Y sobre la base de este último elemento apuntado es que se desenvuelve otro componente importante. Las encuestas. Si la publicación de éstas puede influir en uno de cada cuatro potenciales electores, es indudable que la perspectiva de negocio tiene un interesante nicho que explotar. Dice bien Mario Antonio Sandoval en su columna del miércoles de esta semana en cuanto al valor interpretativo del margen de error. También acierta a explicar lo relativo a especificar la fecha de realización de la toma de muestra. Y un acierto más al distinguir entre rangos y números que éstas proporcionan.
Pero, su sapiencia apasionada le hizo omitir un elemento importante de una encuesta que pretenda ser objetiva en el sentido de NO inducir desde el levantamiento de la muestra, hasta la publicación de los datos recabados. Me estoy refiriendo a las interrogantes y el contexto en el que las mismas son formuladas, así como la selección de las respuestas que habrán de ser publicadas. Ello es tan importante como los otros tres elementos destacados en la columna comentada, mediante la cual asume la defensa por la metida de pata en la que incurriera el matutino Prensa Libre, recién tres días antes de la celebración de los comicios.
Un error, a juicio de una vista a la luz de las publicaciones posteriores de dicho matutino, que NO fue involuntario. La publicación de esa encuesta, como la defensa por él realizada son, le guste o no, tendenciosas y amañadas muestras de una carencia de principios que reitera esa vitrina impresa. Mientras más efusivos sean sus argumentos, e injuriosas sus descalificaciones, más evidente la negativa a reconocer de estar al servicio no de la verdad, sino a la de un conjunto de intereses espurios que pretenden acentuar la contaminación y la confusión en demasía, a uno de cada cuatro potenciales electores.

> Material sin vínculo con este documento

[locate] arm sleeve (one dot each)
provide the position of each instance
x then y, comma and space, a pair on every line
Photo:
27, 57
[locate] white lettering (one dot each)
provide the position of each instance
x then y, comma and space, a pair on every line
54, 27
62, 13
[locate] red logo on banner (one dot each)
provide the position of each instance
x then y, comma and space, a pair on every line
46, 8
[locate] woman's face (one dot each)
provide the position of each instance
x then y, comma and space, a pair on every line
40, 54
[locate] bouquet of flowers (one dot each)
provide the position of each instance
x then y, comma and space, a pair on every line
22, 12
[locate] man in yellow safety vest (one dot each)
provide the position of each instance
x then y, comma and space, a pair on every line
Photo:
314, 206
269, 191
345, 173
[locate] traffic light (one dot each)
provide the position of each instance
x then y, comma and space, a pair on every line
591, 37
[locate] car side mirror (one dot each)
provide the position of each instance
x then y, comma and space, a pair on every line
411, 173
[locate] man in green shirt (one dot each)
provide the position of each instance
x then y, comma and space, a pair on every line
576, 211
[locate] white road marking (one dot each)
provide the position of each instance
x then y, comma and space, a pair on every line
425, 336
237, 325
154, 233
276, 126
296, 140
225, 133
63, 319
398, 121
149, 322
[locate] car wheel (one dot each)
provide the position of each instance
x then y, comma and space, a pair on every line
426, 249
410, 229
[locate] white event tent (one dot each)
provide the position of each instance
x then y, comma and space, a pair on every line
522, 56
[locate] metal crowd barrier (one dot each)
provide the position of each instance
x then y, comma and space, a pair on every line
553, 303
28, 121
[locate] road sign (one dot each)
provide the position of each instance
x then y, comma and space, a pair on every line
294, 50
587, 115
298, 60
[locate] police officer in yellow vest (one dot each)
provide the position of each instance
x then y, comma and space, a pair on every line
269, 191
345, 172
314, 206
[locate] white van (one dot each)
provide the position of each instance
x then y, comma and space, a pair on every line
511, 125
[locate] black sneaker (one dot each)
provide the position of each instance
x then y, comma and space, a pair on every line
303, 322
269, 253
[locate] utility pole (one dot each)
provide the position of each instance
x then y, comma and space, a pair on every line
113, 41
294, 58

Uno de cada cuatro potenciales electores, que para su fortuna y garantía de halo más allá de lo persuasivo se encuentran relativamente concentrados. Por ello es oportuno sumarse a la petición de regulación de la aplicación y publicación de estos instrumentos. Pues al ser instrumentos, como tales se prestan para ser utilizados en cualquier sentido, incluyendo aquellos que se cobijan al servicio de particulares y sesgados intereses.
¿Qué tantos votos habría obtenido el Dr. Suger, si bajo la premisa de su escaso porcentaje de intención de voto, tal lo «reflejado» por las encuestas, no hubiese tenido la oportunidad de expresar sus criterios en el foro que la cadena internacional promocionase a escasos nueve días antes de las elecciones? «El fenómeno Suger» se le llamó presurosamente para disfrazar la exclusión que las propias encuestas aplicaron a la totalidad de aspirantes, que quiérase o no, en igualdad de condiciones y sin condicionamientos, quizás habrían obtenido resultados menos desfavorables. Invisible es lo que no se puede ver. Pero invisible también es lo que nos ocultan o disfrazan de verdad incuestionable.
Y hay más tela que cortar con otros elementos para que sigamos aprendiendo de las recién pasadas elecciones, tanto de cara a las pasadas, las futuras inmediatas y su inminente papel importante para los próximos cuatro años que se iniciarán a partir del 14 de enero de 2008.